In the EMHG “clinical” IVCT, MHE results in the same treatment as MHS: Where a more “specific” IVCT result is required, such as for genetic linkage studies, MHE results are considered nondiagnostic. Accordingly, a 3 x 2 contingency table was constructed to model the “specific” IVCT. Equivocal predictive value is the calculated conditional probability of MH given an MHE result. In this case, efficiency is calculated as the proportion of correctly assigned results (TP + TN) over all results, which now also include equivocal positive (EP) and equivocal negative (EN) results (Table 3). The MHE rate was 0.14 in probands, and 0.05 in control patients. [35,40]
All contingency tables were coded with computer spreadsheet software (Borland's Quattro Pro 5; Microsoft's [Redmond, WA] Excel, v. 7.0) and modeled with PTP values from 0 to 1. Selected values were checked by manual calculation. Results were plotted using Origin 3.73 (MicroCal, Northampton, MA).
(Figure 1) illustrates the effect of PTP on PPV, NPV, and efficiency of diagnostic contracture testing for MH. In all cases, for PTPs between 0 and 0.75, NPV remains near 1.00. A high NPV is required clinically so that the risk of a false-negative result is acceptably low. The PPV is a measure of the degree of certainty that can be associated with a positive test result. It is a function of PTP and specificity. When PPV is low, such as at low PTPs, a positive result is likely to be falsely positive.

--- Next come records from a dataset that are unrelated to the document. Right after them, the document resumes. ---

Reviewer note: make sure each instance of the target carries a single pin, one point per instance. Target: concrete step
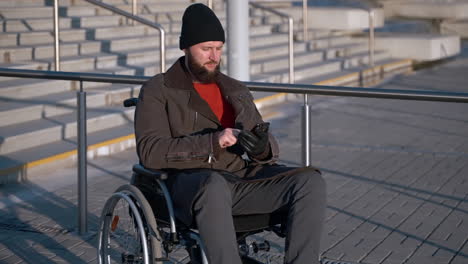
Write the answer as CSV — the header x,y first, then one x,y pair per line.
x,y
301,72
41,37
97,21
20,3
22,165
43,131
29,88
26,11
360,75
28,109
12,54
282,62
34,24
263,52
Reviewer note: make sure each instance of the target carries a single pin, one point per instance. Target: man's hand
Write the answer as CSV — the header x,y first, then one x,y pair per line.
x,y
228,137
254,142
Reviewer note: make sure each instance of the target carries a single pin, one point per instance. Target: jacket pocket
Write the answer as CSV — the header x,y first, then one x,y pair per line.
x,y
186,156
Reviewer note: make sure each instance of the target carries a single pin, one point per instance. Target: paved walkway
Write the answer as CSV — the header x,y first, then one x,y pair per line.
x,y
397,175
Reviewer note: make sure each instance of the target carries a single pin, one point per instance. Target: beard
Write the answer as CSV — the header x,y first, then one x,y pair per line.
x,y
202,74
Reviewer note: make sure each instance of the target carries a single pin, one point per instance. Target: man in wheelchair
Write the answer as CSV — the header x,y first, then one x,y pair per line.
x,y
205,130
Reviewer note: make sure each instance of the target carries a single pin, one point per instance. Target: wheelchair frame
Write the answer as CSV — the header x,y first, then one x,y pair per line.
x,y
150,233
149,228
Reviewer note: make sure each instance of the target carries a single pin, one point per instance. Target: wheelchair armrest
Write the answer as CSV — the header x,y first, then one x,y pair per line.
x,y
157,174
130,102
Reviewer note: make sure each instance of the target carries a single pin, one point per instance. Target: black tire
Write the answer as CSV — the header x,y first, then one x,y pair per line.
x,y
120,240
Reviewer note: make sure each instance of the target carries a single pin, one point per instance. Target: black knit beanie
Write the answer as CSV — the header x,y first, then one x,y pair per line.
x,y
200,24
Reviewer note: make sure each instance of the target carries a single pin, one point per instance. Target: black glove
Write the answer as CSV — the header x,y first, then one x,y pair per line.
x,y
254,142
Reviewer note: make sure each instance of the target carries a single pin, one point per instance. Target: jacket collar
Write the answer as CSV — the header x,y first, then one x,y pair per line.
x,y
178,77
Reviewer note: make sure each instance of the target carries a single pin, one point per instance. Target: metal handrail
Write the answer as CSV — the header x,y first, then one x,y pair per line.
x,y
311,89
56,37
290,35
371,37
254,86
162,32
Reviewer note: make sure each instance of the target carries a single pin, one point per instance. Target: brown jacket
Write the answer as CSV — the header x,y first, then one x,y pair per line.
x,y
175,127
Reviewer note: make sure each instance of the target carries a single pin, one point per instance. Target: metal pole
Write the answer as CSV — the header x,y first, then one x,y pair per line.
x,y
306,157
371,37
82,163
291,50
238,39
305,20
134,9
56,37
162,54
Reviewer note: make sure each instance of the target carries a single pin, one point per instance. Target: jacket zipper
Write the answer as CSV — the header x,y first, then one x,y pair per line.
x,y
195,121
211,157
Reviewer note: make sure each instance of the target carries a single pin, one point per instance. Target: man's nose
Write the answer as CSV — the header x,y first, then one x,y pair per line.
x,y
214,55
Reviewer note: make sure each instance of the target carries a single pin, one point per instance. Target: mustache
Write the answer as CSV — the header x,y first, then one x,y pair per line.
x,y
212,62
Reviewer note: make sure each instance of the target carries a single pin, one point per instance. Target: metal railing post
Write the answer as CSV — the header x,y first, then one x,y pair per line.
x,y
306,147
56,37
162,53
140,20
291,49
134,9
305,26
290,35
82,162
371,38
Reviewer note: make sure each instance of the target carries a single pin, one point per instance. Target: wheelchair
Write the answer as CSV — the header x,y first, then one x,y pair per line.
x,y
138,225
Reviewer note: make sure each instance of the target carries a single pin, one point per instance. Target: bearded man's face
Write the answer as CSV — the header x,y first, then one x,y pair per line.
x,y
204,60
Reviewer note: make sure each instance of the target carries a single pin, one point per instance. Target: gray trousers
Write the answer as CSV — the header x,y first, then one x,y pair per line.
x,y
217,199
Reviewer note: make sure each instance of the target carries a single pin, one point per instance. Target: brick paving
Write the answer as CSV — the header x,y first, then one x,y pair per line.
x,y
396,172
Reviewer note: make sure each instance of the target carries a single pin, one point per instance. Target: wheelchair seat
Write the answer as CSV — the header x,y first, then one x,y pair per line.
x,y
146,181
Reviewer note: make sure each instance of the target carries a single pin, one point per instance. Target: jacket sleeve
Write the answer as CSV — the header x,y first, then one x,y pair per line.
x,y
155,145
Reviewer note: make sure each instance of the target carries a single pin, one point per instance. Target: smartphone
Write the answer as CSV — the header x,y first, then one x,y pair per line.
x,y
261,127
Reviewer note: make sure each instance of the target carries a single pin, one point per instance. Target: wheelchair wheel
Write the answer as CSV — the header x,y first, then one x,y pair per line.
x,y
128,233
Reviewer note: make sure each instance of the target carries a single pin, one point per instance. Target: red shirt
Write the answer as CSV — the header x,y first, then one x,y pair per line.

In the case of the EMHG, the “specific” interpretation of the IVCT produces a higher PPV and NPV (Figure 1(B)). The graph of equivocal predictive value against PTP is close to the diagonal, confirming that MHE alone is a poor predictor of MH. The MHE classification implies that the likelihood of MH is unchanged by the test and remains at the PTP. The increased proportion of MHE patients who are left undiagnosed contributes to a reduction in efficiency by nearly 0.2 at high PTPs.

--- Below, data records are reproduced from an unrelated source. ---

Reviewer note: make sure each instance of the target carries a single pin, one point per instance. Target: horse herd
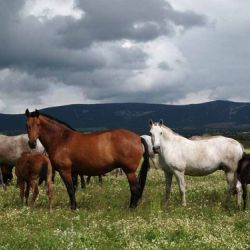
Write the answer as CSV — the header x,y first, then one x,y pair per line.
x,y
52,145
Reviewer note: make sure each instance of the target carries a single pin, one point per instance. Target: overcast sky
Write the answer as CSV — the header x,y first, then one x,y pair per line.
x,y
55,52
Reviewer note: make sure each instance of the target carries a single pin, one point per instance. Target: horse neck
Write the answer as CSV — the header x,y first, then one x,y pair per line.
x,y
170,136
51,133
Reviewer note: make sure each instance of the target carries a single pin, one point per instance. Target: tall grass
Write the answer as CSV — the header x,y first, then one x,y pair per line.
x,y
103,220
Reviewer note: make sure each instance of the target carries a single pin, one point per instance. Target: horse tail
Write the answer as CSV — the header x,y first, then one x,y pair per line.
x,y
144,168
49,175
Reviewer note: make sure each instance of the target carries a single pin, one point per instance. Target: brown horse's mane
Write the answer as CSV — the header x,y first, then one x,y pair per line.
x,y
33,114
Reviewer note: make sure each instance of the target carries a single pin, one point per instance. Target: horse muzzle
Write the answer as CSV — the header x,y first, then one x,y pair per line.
x,y
157,149
32,144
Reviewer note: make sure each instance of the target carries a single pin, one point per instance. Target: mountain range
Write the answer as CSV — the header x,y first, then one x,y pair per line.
x,y
188,119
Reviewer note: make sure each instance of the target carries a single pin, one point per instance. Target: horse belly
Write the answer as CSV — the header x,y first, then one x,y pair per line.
x,y
200,171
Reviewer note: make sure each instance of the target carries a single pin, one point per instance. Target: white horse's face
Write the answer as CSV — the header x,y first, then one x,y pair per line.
x,y
156,134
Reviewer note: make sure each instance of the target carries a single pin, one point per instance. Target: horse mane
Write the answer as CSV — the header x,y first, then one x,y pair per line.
x,y
33,114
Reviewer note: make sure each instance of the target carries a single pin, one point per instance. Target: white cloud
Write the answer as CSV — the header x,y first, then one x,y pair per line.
x,y
48,9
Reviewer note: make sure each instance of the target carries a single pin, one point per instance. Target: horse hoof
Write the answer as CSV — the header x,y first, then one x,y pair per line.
x,y
73,207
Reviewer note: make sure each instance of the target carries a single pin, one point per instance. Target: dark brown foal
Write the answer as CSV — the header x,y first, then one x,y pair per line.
x,y
72,152
28,169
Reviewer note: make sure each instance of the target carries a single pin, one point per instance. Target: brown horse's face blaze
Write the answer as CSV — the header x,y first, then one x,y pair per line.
x,y
33,129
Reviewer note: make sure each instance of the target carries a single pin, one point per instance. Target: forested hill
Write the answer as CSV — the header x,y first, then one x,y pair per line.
x,y
217,115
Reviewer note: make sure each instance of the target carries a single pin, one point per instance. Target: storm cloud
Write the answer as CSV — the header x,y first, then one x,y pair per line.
x,y
108,51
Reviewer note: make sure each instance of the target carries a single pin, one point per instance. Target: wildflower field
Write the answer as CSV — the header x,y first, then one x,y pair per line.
x,y
103,220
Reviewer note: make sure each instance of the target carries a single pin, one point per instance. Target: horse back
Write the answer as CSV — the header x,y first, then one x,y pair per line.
x,y
31,164
103,151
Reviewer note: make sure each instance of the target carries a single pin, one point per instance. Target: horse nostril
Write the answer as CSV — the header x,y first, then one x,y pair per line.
x,y
156,149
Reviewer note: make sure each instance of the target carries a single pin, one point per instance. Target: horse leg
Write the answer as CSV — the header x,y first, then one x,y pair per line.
x,y
35,191
67,179
168,178
88,179
83,184
239,192
244,196
231,182
49,193
1,179
27,192
134,189
182,186
21,185
75,181
100,178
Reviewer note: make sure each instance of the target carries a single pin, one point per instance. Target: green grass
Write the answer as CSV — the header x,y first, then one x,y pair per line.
x,y
103,220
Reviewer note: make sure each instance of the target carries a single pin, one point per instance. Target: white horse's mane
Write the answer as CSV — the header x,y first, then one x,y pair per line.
x,y
166,130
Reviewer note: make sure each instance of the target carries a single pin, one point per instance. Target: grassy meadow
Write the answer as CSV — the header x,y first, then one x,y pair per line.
x,y
103,220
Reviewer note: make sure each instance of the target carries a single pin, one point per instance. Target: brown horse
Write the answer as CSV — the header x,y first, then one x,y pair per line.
x,y
72,152
29,167
7,175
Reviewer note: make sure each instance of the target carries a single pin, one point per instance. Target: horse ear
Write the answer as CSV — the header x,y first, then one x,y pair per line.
x,y
36,113
27,113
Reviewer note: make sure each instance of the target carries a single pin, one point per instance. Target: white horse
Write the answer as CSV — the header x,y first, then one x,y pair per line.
x,y
153,157
11,148
180,156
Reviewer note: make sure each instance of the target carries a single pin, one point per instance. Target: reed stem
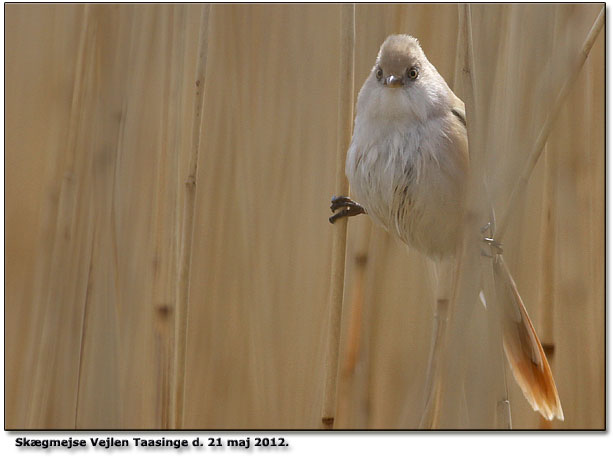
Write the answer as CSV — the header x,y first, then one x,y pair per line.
x,y
573,73
339,237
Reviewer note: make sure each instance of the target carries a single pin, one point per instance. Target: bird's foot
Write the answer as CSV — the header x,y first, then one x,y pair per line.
x,y
347,208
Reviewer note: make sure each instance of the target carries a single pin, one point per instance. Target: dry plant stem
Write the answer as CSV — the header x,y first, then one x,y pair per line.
x,y
535,153
339,240
448,396
182,294
436,370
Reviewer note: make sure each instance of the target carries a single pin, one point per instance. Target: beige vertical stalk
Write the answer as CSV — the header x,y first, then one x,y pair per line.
x,y
44,359
183,279
339,241
537,149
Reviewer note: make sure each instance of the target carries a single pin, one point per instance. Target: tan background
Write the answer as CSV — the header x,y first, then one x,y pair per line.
x,y
99,106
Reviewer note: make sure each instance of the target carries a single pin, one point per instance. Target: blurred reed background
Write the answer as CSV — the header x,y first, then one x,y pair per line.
x,y
99,120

Statistical Imprecision in Estimating Sensitivity and Specificity
The PPV is likely to be affected by any imprecision, expressed as the 95% confidence interval, in estimating specificity (Table 1). However, even a major change in specificity from 0.82 to 0.92, within the 95% confidence, has a minor effect on the shape of the PPV curve, which retains an elbow at PTP between 0.125 and 0.25 (Figure 2), whereas NPV and efficiency are relatively unaffected. Conclusions about PPV are likely to be reliable for all PTPs.
In contrast, imprecision in estimating sensitivity has a profound effect on NPV at high PTP. When sensitivity is near 1, the NPV of the test will remain high at all PTPs (Figure 1(B)). However, as little as a 0.01 to 0.03 change in the estimate of sensitivity results in a dramatic change at high PTP from a nearly straight line (Figure 1(B)) to a curve (Figure 2(B)), which is similar to the NPV curve for the CHCT (Figure 1(A)), with little change in PPV and efficiency. Conclusions about NPV at high PTPs should account for the decrease in NPV.
The Bayesian model, used in this analysis, does not depend on the mechanism of the test procedure or the disease and can be applied where there is a discrete outcome (e.g., health and disease). There is no assumption about probability distributions, so the model is still valid if MH diagnostic tests do not have a bimodal frequency distribution and even if strongly positive results occur in healthy persons for any reason unrelated to MH.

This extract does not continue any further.